Gray failure: the Achilles’ heel of cloud-scale systems Huang et al., HotOS’17

If you’re going to fail, fail properly dammit! All this limping along in degraded mode, doing your best to mask problems, turns out to be one of the key causes of major availability breakdowns and performance anomalies in cloud-scale systems. Today’s HotOS’17 paper is a short piece discussing Microsoft Azure experiences with such gray failures.

… cloud practitioners are frequently challenged by gray failure: component failures whose manifestations are fairly subtle and thus defy quick and definitive detection. Examples of gray failure are severe performance degradation, random packet loss, flaky I/O, memory thrashing, capacity pressure, and non-fatal exceptions.

Just like all the other kinds of failures, the larger your scale, the more common gray failures become. Common enough indeed that:

Our first-hand experience with production cloud systems reveals that gray failure is behind most cloud incidents.

A definition of gray failure

First we need to understand the enemy.
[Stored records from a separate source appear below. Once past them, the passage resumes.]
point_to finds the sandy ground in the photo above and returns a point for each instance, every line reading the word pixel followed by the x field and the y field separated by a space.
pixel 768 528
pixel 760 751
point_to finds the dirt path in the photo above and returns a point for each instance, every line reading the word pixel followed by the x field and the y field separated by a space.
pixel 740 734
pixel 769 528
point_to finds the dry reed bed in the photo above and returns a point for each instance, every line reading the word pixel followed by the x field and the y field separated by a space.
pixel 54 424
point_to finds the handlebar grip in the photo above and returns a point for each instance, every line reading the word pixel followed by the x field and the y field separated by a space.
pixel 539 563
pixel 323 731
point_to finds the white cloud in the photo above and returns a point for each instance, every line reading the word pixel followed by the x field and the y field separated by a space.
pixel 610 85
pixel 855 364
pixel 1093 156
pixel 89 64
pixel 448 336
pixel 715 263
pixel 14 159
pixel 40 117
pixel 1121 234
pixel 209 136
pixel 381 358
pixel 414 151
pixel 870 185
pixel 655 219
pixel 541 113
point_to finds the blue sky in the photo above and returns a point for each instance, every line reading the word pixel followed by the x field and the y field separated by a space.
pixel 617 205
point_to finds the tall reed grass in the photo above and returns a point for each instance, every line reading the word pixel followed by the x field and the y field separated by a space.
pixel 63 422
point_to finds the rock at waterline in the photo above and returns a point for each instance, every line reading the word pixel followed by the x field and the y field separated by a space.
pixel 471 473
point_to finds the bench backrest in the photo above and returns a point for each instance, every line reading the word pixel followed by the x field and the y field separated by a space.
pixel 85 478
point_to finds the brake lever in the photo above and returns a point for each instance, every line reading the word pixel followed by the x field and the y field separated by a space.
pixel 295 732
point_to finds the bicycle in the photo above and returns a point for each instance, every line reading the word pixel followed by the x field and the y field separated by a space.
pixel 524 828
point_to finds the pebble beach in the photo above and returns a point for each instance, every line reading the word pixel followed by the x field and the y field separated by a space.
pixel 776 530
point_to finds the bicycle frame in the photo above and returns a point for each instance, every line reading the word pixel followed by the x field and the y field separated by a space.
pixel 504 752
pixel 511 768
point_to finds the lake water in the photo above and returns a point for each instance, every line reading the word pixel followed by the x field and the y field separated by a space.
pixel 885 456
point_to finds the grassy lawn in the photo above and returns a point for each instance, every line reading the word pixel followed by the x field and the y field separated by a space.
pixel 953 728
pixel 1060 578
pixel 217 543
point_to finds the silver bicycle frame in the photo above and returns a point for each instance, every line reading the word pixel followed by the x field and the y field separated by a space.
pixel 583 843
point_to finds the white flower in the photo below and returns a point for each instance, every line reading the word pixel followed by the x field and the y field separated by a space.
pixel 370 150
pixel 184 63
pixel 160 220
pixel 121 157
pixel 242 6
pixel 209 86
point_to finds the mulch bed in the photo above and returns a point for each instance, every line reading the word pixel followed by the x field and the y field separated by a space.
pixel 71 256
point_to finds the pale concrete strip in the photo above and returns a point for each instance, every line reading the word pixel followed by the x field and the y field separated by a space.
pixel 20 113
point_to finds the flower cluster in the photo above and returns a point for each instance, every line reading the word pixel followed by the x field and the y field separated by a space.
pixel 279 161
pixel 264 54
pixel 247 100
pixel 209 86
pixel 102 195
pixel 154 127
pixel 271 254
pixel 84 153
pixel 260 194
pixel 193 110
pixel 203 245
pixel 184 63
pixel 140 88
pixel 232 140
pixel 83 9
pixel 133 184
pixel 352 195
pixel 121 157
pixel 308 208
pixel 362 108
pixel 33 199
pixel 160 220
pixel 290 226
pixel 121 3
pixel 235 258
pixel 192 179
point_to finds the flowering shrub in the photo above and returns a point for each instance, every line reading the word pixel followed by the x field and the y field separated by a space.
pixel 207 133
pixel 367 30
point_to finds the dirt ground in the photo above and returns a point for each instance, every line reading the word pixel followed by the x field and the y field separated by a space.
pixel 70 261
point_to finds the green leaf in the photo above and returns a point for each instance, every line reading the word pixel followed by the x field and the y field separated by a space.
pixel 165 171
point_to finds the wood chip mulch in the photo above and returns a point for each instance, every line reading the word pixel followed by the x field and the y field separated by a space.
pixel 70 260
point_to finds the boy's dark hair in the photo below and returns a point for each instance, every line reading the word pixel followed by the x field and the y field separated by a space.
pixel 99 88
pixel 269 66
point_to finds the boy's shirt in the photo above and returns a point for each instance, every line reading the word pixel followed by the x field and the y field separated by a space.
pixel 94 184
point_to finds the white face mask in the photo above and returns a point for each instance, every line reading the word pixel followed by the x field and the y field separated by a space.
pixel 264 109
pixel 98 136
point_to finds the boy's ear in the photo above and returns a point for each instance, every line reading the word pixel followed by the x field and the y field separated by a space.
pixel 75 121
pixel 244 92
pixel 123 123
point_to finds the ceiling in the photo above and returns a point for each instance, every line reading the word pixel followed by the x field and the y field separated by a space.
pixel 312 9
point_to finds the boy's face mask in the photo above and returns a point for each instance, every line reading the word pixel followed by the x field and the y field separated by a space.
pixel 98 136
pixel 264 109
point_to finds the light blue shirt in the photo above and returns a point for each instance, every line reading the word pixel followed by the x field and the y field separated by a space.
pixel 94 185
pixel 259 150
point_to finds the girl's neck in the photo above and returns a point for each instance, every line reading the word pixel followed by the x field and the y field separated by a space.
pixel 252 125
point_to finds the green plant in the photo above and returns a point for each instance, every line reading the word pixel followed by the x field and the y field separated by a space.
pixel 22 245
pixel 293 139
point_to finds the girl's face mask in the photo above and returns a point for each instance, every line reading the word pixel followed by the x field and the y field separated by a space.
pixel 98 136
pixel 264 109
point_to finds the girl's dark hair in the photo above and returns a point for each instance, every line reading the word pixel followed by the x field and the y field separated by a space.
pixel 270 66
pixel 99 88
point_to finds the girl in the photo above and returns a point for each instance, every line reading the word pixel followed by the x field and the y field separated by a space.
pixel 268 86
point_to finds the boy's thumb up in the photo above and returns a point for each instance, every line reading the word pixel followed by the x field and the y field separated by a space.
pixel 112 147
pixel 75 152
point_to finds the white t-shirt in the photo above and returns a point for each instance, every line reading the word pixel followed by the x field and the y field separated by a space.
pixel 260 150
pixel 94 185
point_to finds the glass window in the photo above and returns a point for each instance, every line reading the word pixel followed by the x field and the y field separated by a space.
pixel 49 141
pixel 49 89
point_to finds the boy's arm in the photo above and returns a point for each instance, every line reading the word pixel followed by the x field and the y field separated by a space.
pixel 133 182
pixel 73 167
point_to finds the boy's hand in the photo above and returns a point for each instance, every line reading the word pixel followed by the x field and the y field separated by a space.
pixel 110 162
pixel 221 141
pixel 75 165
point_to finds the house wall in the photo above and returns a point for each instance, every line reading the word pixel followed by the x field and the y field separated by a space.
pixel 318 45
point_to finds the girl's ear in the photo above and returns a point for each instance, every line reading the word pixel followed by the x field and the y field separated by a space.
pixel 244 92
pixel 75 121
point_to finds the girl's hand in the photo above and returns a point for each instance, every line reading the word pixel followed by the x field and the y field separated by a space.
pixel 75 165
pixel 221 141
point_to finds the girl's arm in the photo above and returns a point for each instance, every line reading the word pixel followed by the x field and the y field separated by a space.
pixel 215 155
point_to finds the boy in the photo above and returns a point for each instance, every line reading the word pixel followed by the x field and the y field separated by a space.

Anecdotes of gray failure have been known for years, but the term still lacks a precise definition.

We consider modeling and defining gray failure a prerequisite to addressing the problem.

The model proposed by the authors is the result of an extensive study of real incidents in Azure cloud services. It’s all a question of perspective.

Consider some system being monitored by a failure detector (observer in the figure above). If the observer detects a fault, a reactor takes action (for example, restarting components). Meanwhile, there are all kinds of clients (apps in the figure above) using the system. By virtue of interacting with it, these apps make their own observations of the health of the system (are responses slow, errors being reported, etc..). Cloud systems may be used simultaneously by many different kinds of apps, each with their own perspective on the health of the system.

We define gray failure as a form of differential observability. More precisely, a system is defined to experience gray failure when at least one app makes the observation that the system is unhealthy, but the observer observes that the system is healthy.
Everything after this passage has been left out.